HL Deb 06 May 1930 vol 77 cc363-4

VISCOUNT BRENTFORD had given Notice to ask His Majesty's Government if they can make a statement as to the course and progress of the negotiations with the Government of Egypt; and to move for Papers. The noble Viscount said: My Lords, the next Question on the Paper this afternoon is one of very great importance indeed. As your Lordships know, negotiations are taking place between His Majesty's Government and the Government of Egypt. There has been considerable anxiety in many quarters as to the progress of these negotiations and as to the possible results. I put down this Question in order that we might obtain from His Majesty's Government a statement as to the progress of the negotiations, but I have received an intimation from the leading representative of the Government in this House that it would be against the interests of our Government and of our country if he were called upon to make a statement at the present time. The noble and learned Lord informed me that the negotiations are at an acute stage, the Conference is still sitting, and that being so he asked me to postpone my Question. I need hardly tell your Lordships and the noble and learned Lord opposite that that is a request that would be met instantly by any noble Lord on this side of the House. I would like, however, to ask that a very early opportunity shall be given to us, as soon as any conclusion is come to—a conclusion that I take it will need ratification, which I hope will include this House also—to receive full information and to discuss this matter.

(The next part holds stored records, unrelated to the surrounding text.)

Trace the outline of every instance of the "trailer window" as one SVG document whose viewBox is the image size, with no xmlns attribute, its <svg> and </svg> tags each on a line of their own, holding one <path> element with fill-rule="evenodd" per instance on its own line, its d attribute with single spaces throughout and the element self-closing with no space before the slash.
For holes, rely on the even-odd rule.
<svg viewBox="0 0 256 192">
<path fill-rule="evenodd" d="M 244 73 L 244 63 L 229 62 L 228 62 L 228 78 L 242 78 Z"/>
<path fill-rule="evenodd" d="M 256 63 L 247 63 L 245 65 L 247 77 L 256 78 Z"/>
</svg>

My Lords, I thank the noble Viscount for the attitude which he has taken as regards this Question. When I saw the Question on the Paper I got into communication with him, and as soon as he appreciated the position and the public interest involved, he complied with my request to postpone the matter. That is an attitude which, I agree with him, would be adopted by any man on the Front Opposition Bench.


Or anywhere else.


Or anywhere else? I beg pardon. I thought that was what the noble Viscount said.


No, I did not say that.


I quite agree—anywhere in this House. As regards the future, immediately an opportunity can properly be taken advantage of, when negotiations are no longer at an acute stage, I will undertake at the earliest possible moment to arrange an opportunity for the noble Viscount to bring the Question forward.